I agree. If it was utter madness there wouldnt be an option for starting school at that age. I worry slightly about her finishing school at 17 but not enough for me to put off starting P1. Maybe I feel differently because she is 6 years younger than her older siblings so she is very used to being the youngest and ‘keeping up’ with the big kids. She will be reading and writing before she starts school because she’s the kind of kid that soaks up everything. It helps that the primary she will go to is brilliant and I know they do everything they can to support all children.

Confusionn · 19/06/2024 08:48

I think because so many babies are put into "nursery" before 1 years old it can feel like an eternity before they start school, and so many parents are blindsighted by this.
Any parent that starts their child at nursery at the developmentally correct age of 3 years old will have a more objective approach to the school starting age, and will likely see deferring as a positive step, because they haven't burnt themselves out early in a nursery setting.

Needanewname42 · 19/06/2024 10:00

@Confusionn I don't even think it's that.
I think it's the idea of defer because everyone else does, don't want them to be the youngest. The advantage of being the oldest is gone by about P3 or at least I read that somewhere at the time.

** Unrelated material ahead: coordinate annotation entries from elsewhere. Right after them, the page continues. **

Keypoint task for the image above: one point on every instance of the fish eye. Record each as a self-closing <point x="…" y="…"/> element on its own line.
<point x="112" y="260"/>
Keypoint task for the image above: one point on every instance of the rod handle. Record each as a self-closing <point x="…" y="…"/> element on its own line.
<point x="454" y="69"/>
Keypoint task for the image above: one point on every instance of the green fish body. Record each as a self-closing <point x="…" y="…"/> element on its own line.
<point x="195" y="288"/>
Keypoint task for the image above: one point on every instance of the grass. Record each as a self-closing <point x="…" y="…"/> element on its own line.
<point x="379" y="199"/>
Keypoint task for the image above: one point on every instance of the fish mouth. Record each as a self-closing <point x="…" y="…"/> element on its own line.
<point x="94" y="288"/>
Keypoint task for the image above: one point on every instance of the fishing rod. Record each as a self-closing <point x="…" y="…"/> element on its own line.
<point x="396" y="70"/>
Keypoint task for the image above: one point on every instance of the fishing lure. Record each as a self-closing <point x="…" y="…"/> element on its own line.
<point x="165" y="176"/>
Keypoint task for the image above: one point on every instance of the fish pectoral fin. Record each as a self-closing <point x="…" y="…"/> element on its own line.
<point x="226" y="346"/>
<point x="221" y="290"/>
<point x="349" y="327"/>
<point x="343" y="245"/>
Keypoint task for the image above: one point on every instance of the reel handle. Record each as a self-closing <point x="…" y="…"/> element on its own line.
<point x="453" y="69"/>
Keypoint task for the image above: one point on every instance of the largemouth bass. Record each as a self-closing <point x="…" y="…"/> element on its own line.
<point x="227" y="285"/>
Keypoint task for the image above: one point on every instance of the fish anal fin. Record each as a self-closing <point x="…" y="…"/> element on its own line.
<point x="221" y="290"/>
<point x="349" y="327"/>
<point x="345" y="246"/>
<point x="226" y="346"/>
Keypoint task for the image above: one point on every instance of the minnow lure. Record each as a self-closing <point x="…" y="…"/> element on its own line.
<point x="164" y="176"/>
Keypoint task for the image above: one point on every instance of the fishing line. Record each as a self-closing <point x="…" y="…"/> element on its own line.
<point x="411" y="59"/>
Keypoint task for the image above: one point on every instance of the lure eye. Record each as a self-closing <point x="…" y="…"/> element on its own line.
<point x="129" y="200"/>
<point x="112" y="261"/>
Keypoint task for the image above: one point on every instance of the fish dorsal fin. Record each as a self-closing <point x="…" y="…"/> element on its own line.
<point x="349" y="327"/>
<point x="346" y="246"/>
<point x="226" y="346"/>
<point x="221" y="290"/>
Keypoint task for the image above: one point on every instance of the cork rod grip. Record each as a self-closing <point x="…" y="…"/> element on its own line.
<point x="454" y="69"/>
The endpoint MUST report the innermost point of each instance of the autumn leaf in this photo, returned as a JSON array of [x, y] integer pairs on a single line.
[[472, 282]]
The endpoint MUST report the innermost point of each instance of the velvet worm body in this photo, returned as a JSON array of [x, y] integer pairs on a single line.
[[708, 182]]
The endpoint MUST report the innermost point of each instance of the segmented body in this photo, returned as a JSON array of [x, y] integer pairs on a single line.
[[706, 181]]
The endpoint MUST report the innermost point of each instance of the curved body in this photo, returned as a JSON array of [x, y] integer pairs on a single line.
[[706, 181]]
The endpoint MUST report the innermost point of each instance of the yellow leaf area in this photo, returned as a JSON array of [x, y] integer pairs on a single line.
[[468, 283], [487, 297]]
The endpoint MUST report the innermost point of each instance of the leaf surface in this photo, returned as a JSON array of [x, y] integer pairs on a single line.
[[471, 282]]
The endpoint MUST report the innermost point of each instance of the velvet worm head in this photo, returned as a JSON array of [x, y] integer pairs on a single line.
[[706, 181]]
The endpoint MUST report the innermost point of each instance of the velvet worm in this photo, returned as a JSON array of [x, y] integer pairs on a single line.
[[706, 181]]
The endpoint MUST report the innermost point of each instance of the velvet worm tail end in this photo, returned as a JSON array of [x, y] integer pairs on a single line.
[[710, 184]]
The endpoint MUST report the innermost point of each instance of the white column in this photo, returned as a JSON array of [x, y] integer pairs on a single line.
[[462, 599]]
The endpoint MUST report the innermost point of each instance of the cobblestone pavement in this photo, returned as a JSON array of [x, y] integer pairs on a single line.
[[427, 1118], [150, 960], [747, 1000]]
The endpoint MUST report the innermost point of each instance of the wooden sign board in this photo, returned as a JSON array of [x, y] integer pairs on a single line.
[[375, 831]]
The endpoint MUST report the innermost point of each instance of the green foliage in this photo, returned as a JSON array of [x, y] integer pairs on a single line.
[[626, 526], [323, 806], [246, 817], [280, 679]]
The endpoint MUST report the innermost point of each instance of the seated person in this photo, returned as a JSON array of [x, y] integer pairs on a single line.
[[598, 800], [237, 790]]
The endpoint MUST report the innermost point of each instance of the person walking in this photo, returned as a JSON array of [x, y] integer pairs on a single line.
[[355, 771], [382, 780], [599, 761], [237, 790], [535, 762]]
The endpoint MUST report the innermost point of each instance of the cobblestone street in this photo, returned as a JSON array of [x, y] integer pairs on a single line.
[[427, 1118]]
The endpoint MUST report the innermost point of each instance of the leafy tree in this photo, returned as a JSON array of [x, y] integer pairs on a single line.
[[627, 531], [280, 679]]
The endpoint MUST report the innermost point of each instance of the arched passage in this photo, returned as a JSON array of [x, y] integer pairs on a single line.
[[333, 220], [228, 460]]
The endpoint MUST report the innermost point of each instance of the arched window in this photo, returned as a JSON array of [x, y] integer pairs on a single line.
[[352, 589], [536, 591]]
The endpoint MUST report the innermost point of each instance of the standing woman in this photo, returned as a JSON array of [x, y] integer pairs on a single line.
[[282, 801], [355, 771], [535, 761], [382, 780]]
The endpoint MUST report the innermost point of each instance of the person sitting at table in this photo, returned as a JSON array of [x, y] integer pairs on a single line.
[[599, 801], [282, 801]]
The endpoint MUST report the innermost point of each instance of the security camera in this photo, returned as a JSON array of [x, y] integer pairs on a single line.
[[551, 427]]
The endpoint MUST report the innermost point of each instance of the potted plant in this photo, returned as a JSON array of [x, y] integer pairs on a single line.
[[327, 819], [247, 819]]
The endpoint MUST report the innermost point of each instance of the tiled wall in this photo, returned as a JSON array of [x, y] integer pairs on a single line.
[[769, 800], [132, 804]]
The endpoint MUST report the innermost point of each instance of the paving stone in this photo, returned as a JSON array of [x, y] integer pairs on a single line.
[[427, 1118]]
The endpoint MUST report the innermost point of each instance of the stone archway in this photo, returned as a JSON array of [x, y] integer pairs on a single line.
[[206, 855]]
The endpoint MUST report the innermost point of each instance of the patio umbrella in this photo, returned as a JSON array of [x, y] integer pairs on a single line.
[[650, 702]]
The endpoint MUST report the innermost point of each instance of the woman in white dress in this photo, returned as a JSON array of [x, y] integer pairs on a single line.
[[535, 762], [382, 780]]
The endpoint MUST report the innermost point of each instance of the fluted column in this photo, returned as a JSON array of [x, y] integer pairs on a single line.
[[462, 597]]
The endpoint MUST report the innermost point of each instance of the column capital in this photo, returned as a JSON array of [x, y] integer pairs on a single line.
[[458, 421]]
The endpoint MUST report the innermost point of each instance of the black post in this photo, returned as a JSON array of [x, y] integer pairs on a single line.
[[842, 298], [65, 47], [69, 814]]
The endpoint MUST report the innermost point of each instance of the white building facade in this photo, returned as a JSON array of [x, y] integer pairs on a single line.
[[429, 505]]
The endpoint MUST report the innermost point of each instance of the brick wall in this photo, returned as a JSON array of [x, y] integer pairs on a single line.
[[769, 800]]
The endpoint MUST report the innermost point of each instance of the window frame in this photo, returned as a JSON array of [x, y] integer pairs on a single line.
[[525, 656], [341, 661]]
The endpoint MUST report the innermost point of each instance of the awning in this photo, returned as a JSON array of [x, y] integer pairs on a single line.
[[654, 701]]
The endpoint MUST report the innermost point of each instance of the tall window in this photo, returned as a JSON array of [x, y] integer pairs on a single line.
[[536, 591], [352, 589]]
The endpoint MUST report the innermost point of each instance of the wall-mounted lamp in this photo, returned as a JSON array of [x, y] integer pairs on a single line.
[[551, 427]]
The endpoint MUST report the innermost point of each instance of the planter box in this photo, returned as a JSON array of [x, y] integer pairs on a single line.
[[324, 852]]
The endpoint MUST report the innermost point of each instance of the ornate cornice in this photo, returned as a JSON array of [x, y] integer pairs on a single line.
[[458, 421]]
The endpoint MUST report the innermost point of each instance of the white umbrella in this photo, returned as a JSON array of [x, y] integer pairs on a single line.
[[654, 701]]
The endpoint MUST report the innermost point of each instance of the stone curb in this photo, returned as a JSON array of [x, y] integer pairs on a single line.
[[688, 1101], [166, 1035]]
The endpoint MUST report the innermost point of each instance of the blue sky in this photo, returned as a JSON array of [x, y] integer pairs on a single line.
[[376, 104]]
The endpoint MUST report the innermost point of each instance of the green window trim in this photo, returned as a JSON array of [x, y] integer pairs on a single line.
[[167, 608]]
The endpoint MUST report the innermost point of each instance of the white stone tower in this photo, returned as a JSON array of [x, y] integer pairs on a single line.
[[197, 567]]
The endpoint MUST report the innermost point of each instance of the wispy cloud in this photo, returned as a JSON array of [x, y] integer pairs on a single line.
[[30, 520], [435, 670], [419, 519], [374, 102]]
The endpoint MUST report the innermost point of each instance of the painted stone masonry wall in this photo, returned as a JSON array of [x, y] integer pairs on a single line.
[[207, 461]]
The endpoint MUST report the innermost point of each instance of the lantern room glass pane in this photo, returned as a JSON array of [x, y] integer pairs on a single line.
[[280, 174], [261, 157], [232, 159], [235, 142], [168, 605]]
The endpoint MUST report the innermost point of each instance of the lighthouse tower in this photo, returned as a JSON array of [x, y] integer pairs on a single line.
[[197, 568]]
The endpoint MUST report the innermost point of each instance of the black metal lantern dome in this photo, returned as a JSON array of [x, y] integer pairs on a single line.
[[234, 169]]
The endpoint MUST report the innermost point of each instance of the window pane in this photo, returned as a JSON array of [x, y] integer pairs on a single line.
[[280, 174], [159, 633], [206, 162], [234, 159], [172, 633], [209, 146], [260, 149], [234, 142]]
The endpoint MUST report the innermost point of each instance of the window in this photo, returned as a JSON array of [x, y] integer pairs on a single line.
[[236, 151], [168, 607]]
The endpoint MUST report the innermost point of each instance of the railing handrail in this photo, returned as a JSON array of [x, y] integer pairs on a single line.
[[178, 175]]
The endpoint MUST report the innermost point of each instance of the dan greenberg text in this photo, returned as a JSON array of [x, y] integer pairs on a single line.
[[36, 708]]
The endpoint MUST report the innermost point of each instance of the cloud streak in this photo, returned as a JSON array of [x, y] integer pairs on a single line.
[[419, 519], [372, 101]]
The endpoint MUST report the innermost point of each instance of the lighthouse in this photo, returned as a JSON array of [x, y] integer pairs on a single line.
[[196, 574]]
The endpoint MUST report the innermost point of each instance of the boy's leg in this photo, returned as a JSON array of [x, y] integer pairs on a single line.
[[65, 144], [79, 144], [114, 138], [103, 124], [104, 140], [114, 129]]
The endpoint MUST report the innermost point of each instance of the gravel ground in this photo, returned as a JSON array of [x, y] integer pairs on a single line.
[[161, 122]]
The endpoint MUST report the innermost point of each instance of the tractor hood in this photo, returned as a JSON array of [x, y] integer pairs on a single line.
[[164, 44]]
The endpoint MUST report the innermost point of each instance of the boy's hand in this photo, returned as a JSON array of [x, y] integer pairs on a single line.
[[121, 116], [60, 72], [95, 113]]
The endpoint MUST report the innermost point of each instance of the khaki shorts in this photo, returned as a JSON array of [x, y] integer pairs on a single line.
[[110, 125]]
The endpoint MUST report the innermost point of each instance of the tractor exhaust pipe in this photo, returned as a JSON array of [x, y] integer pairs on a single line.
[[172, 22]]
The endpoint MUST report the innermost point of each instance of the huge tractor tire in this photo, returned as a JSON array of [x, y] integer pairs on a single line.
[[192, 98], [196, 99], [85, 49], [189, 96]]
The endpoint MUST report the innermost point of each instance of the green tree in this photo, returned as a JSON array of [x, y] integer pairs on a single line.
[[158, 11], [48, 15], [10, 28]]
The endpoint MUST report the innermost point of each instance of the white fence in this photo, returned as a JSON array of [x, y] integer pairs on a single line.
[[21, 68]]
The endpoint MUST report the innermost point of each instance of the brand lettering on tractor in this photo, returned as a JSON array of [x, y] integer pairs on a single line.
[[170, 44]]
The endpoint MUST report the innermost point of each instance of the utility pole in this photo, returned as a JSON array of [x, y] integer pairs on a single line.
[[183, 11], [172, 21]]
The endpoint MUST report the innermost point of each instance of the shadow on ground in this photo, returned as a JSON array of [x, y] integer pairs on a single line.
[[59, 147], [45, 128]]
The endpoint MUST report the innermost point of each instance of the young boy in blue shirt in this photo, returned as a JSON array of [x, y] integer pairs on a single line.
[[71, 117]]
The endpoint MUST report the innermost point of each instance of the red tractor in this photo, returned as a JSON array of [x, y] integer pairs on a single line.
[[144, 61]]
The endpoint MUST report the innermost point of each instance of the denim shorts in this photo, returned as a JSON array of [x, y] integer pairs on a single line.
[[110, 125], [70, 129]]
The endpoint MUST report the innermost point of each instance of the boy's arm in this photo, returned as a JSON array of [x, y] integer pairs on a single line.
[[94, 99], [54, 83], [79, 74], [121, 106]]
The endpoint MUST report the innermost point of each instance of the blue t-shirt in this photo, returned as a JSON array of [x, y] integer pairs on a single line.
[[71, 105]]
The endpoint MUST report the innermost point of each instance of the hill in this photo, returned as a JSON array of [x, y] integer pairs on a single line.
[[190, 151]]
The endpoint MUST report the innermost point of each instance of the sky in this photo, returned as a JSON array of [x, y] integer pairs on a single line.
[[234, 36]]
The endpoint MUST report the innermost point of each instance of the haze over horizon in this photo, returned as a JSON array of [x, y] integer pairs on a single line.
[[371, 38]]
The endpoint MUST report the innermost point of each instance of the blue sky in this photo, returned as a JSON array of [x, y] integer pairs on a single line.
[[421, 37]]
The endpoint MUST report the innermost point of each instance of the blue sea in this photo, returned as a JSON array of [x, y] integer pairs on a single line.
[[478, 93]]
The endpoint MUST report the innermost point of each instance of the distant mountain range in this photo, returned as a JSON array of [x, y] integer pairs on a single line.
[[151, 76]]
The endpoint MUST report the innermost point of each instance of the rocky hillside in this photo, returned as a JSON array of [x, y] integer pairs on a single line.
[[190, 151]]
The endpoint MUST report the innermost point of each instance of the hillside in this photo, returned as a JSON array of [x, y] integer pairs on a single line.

Statements like 'nobody regrets' well few are going to fess up 'we boobed' and its not such a huge decision when your only weeks from the cut off. But 6 months from the cut of is a different issue.

I'll defend my decision I used the information I had at the time but I'm not convinced it was the right decision. And a lot of the time he played with kids older than him.

I felt things in P1 / P2 were presented in too babyish a way. And that was before the move to play based learning
He came home one day towards the end of P1 all excited with a picture book 'for my baby brother'. The book was ment for him! And I think that summed the whole thing up.

P5 before we got a decent school report saying he was engaged in school!

Tessiebeare · 19/06/2024 13:10

I do wonder where all the funding for the extra year at nursery is coming from. It also seems totally unfair as a child with an end of august birthday can now have 3 full years (12 terms) at nursery and be in the same class as a child who had 5 terms (January/ February birthday) just because their parents wanted them to have an advantage.

There are now also Facebook groups for older deferrals and although these remain rare, more and more parents are pushing for these so you can now have some March to August birthdays deferred as well.

I don’t think the comparison to Scandinavian countries is helpful as they have a totally different system. For a start they have much smaller ratios of children to staff and kindergarten teachers. I saw data from Finland that explained that by the time a child started kindergarten, 30% were precocious readers and another 43% were emergent readers so it’s rare that children start school with no reading skills. The languages are also much more logical than English and children can learn to decode and learn to read very quickly unlike here where it typically takes years as it’s much more complicated.

Needanewname42 · 19/06/2024 13:27

@Tessiebeare fairly obviously the money is coming out the education budget.

Has the Education Act of 1873 been repealed? If my memory is correct that says children must be in school by the August they turn 5.

I have consider that too that English is a complicated illogical language to learn.

I'm dyslexic which maybe doesn't help but I remember the day I asked a colleague how to spell "live" as in, Live performance, I was writing it correctly but reading it back as live as in "live life to fullest". 🤯

stargirl1701 · 19/06/2024 19:15

@Needanewname42

Nothing to do with better or brighter. That's not the motivation. It's about mental health, emotional regulation and social skills.

I'm currently teaching classes where there are now more than 50% of children with ASN. A true kindergarten stage with its reduced pupil/staff ratio is the way forward. We cannot keep doing the same and expect anything to change. Returning teachers to the nursery and returning ECPs to P1/P2 is part of that path.